I came into a good deal on an old custom workstation PC and am using it to host a number of networked services for my home. These services are all Docker images running on Ubuntu Server 22.04. I manage the services with Portainer, and several of them I have access to globally via Cloudflare Tunnels and Zero Trust. Some of the notable services include:

• Adguard Home DNS filtering

• Jellyfin media server

• Nextcloud file storage

• Vaultwarden password manager

• Tailscale mesh VPN

While in quarantine during the COVID-19 pandemic, I spec'ed and built a PC to be used for online coursework, work-from-home, and gaming. Even though hardware was in short supply and high demand, I managed to build a cost-effective PC using the latest generation components. I did all the research and component trade-off comparison to ensure a successful first-time PC build. This computer is still my primary computer I use at home.

The hardware:

• AMD Ryzen 3600 CPU w/ stock cooler

• NVIDIA RTX 3060Ti GPU (not pictured)

• ASRock B450M Steel Legend Motherboard

• 16GB DDR4 3200 RAM

• WiFi 5 + BT5.0 PCIE card

• Phanteks P360A Case

As part of Raspberry Pi competition, I designed a personalized e-paper display built around the MagicMirror interface. It uses a Raspberry Pi Zero 2W to drive a local MagicMirror server and python scripts to fetch pages of data and update the display periodically. The display is intended to replace common requests made to voice assistants, such as local weather and gas prices, displaying photos, even telling jokes and showing a live satellite photo of Earth. The display was presented along with other entries in the competition.

I designed this speaker to make use of parts salvaged from an old soundbar and a pair of wireless earbuds. I wanted a true wireless stereo pair of compact, high power speakers that I could place around me at my desk. I modeled the enclosure from scratch in Fusion360 to house the specific parts I had and be easily 3D printable. I also designed custom PCBs in Eagle to separate the mono signal from an earbud into bass and treble signals using active filters. I powered everything with rechargeable lithium ion cells manged by a BMS.

This project did not get fully completed as my designs created noisy ground loops that would have required a complete redesign. I hope to return to this project in the future.

I assembled a musical tesla coil using a kit from the company OneTesla for my high school senior project. This was my first real electronics project, and it sparked my interest in continuing in the electronics field. I received wonderful mentorship during this project from a retired electrical engineer neighbor of mine.

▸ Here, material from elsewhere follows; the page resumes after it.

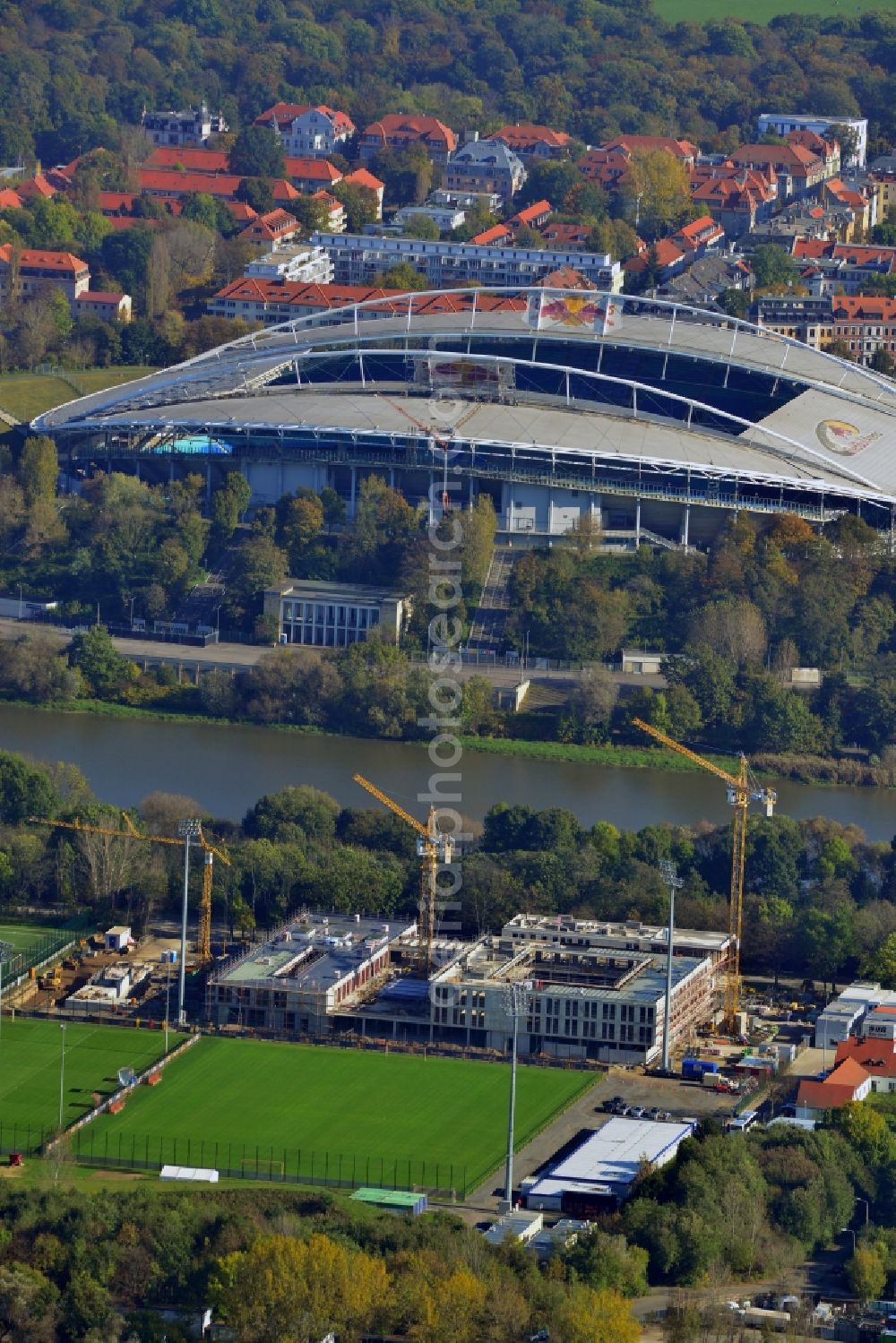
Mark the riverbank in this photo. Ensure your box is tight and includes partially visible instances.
[0,700,896,788]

During my graduate studies I took a course on holography from Dr. Daniel Smalley, one of the world's leading researchers on holography research and who later became a member of my graduate committee. As part of the course I applied optical theory to create Gabor, Denisyuk, and Leith Upatnieks holograms.

Following inspiration from similar builds online, I removed the LCD layer of an old monitor and attached it to the side of my PC to use as a transparent display. This was a fun project that gives a very impressive effect.

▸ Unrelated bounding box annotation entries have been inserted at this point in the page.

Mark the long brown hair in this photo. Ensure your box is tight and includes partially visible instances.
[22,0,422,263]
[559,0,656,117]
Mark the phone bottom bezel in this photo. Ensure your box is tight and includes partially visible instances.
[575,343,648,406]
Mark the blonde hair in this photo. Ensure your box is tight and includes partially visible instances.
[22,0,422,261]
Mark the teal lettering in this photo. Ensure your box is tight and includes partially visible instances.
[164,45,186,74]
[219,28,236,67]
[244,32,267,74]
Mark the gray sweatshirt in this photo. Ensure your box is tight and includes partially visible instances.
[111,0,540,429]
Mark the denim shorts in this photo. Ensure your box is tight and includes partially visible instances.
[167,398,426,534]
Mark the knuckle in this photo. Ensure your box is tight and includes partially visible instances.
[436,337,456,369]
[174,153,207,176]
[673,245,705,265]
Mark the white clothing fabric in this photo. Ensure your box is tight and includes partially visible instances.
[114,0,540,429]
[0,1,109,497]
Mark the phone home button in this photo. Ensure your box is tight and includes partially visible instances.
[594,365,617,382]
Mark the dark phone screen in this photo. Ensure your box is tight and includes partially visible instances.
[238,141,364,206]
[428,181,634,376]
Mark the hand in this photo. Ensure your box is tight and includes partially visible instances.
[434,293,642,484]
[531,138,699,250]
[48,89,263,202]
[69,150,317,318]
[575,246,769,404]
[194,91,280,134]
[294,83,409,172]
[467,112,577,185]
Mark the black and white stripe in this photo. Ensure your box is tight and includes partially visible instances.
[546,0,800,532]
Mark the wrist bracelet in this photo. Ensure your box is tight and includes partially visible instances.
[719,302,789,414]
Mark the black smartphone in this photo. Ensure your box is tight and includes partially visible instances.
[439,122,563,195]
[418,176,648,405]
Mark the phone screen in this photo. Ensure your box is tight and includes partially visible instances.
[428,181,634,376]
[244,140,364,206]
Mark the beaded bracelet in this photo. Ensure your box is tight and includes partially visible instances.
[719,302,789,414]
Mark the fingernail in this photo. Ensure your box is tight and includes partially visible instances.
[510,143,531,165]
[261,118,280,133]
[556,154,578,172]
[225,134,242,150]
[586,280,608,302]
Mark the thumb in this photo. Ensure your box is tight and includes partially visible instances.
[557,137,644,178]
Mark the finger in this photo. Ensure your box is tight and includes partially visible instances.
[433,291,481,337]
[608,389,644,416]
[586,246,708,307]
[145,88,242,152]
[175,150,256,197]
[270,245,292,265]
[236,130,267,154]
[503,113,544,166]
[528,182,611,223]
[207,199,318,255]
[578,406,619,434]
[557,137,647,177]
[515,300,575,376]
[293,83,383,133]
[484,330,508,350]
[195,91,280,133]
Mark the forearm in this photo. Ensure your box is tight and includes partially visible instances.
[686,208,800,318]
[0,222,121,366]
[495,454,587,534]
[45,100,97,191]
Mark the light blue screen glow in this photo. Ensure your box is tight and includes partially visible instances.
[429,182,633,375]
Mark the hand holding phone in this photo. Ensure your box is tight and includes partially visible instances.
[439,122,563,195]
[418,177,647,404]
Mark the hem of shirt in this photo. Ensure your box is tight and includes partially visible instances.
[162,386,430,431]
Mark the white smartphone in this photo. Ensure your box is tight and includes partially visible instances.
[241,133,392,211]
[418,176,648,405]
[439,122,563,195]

Another one of my first electronics and 3D printing projects. The helmet was 3D printed in multiple pieces, assembled, and painted by hand. The front mask is attached via strong magnets, and in the chin there is a battery-powered Arduino which controls LED lights behind the eyes. The Arduino is programmed to receive input from an infrared remote kept in my pocket to achieve various lighting patterns.

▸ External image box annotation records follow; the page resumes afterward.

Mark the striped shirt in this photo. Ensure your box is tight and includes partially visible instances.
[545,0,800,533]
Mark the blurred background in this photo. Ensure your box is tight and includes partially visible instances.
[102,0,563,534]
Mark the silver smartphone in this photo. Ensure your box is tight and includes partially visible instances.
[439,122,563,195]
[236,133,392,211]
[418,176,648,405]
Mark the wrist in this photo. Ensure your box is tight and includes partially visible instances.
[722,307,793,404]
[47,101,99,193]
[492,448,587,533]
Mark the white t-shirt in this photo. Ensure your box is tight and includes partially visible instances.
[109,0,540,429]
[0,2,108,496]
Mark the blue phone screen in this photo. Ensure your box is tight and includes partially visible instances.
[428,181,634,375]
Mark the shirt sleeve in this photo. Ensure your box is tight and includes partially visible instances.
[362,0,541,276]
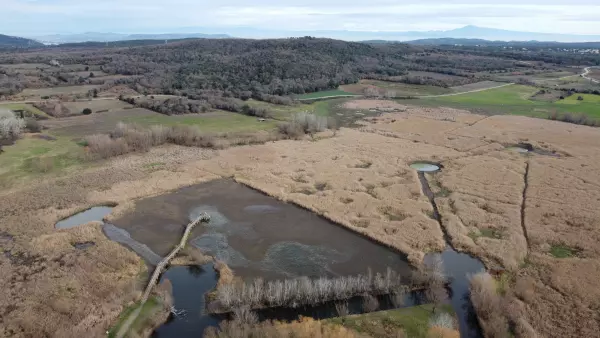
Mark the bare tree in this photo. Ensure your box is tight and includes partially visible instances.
[363,294,379,312]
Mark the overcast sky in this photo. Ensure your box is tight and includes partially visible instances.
[0,0,600,35]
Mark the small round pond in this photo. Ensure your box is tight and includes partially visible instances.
[410,162,440,172]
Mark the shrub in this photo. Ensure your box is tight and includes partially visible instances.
[278,112,337,138]
[85,134,129,158]
[548,112,600,127]
[209,269,406,312]
[362,294,379,313]
[25,117,42,133]
[429,312,455,330]
[0,110,25,141]
[470,272,510,337]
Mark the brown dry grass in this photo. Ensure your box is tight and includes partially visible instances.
[0,100,600,337]
[204,318,368,338]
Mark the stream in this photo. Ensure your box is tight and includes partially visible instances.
[56,177,484,338]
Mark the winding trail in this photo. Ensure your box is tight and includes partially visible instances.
[521,161,531,251]
[115,213,210,338]
[581,67,600,83]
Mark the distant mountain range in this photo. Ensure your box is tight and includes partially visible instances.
[400,38,600,49]
[31,32,231,45]
[4,26,600,44]
[159,25,600,42]
[0,34,42,48]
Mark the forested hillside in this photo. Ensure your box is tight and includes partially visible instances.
[0,37,592,102]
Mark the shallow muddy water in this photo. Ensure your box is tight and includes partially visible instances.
[151,264,220,338]
[115,180,410,280]
[56,206,113,229]
[102,223,162,265]
[425,247,485,338]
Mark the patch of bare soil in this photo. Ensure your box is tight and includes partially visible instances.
[197,129,459,262]
[98,85,140,97]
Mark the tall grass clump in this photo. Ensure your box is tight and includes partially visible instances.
[0,110,25,142]
[277,112,336,138]
[84,123,280,158]
[209,269,422,312]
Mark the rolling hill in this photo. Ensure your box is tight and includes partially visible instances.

While working as a teaching assistant for the non-majors electrical engineering course, I helped with the development of the light following rover project. This project used an arduino to control DC motors and allow the rover to follow the light from a phone flashlight received by photodiodes. A large custom capacitive sensor on the front allowed the rover to detect collisions and stop. Everything is battery powered, with an LED indicator for current battery level.

I worked together with students to help them understand and successfully complete their own copies of the rover.